Economy

Foreign Investors Sustain Demand for Nigerian OMO Bills Despite Rate Cuts

Foreign portfolio investors are maintaining strong interest in Nigerian short-term debt instruments, particularly the Central Bank of Nigeria’s (CBN) Open Market Operation (OMO) bills, despite the recent downward adjustment in policy rates.

Market data show that investor appetite remained robust during the CBN’s most recent auction, where the apex bank sold ₦1.4 trillion worth of 249-day OMO bills at a yield of 19.89%.

The sale was heavily subscribed even though yields have moderated compared to earlier in the year.

Analysts attribute the continued demand to Nigeria’s high real yields and the relative stability of the naira, which together have made naira-denominated debt among the most attractive in emerging markets.
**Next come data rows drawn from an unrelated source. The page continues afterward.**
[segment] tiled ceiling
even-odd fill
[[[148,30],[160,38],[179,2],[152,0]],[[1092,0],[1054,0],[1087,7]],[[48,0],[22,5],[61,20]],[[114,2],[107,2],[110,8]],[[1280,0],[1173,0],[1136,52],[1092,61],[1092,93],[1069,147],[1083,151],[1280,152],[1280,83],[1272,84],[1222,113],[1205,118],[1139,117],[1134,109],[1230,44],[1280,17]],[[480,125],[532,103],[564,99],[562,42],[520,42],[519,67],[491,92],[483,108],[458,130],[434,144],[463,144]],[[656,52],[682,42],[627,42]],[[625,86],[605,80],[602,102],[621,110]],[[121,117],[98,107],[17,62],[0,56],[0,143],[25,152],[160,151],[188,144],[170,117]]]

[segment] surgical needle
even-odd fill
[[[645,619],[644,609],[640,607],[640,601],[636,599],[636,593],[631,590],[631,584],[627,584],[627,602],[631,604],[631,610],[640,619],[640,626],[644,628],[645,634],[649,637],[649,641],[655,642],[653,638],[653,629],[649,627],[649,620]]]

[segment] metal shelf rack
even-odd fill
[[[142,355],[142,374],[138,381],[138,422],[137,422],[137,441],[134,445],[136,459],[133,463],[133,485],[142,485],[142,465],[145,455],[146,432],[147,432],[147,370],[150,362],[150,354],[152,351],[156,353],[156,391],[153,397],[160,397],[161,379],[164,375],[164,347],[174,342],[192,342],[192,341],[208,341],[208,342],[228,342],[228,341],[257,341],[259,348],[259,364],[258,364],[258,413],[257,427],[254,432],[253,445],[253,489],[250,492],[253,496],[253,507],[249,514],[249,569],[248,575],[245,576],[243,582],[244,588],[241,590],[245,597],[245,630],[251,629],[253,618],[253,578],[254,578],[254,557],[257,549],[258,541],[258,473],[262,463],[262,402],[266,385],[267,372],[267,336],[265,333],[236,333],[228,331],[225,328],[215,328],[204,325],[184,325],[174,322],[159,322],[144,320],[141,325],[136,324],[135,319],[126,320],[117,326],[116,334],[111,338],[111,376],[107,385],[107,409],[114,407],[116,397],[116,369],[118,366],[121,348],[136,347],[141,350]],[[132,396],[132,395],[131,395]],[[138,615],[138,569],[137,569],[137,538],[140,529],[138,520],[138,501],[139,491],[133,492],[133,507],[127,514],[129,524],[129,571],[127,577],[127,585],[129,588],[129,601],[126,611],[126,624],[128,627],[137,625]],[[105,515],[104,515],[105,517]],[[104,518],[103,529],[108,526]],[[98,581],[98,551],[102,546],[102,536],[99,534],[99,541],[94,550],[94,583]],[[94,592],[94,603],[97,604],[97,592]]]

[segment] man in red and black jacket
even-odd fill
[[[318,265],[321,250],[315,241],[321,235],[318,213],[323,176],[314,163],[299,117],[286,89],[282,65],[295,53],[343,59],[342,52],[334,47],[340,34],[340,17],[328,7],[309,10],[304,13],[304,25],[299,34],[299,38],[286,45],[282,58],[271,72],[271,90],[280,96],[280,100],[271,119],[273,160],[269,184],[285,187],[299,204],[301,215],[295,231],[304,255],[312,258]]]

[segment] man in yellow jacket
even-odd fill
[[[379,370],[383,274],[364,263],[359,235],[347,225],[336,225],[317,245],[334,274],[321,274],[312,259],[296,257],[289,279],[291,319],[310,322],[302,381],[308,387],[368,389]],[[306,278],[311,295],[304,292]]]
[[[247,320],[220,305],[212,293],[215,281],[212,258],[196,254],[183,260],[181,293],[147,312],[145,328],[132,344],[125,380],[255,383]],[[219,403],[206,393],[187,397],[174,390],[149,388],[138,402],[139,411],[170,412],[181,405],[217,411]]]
“Even with gradual monetary easing, Nigerian securities continue to offer superior carry returns,” said a London-based emerging markets strategist, noting that foreign investors view Nigeria’s fixed-income space as one of the few offering double-digit yields supported by exchange-rate stability.

The CBN, which cut its benchmark Monetary Policy Rate (MPR) last month for the first time in five years, has been deliberate in pacing its easing cycle.

Policymakers remain cautious as inflation, though easing, is still elevated. The inflation rate dropped to 18% in September, the first reading below 20% in three years.

Despite concerns that falling yields could discourage capital inflows, market sentiment remains positive. Demand for one-year Treasury Bills and OMO instruments has remained firm, with September’s T-Bill auction oversubscribed by more than two times, underscoring foreign investors’ continued confidence.

According to financial analysts, the CBN’s ability to sustain high-yield instruments while keeping the naira stable is a key driver of ongoing interest. “As long as the central bank maintains sufficient OMO supply, the naira carry trade remains profitable,” said another investment strategist.

Nigeria’s local-currency bonds have outperformed many of their emerging market peers this year, with returns up 31% year-to-date, according to Bloomberg’s EM Local Currency Government Index.

The gains have come even as short-term yields have softened since August, when similar-tenor bills traded nearly 400 basis points higher.

Market watchers warn, however, that a reduction in OMO issuance or excess liquidity could compress yields further, narrowing opportunities for investors seeking high returns.

For now, Nigeria’s fixed-income market continues to benefit from foreign inflows that are helping to support the local currency and deepen secondary market liquidity.

With inflation trending downward and foreign participation still strong, the CBN’s cautious approach to easing appears to be maintaining the delicate balance between stimulating growth and preserving investor confidence in Nigeria’s financial markets.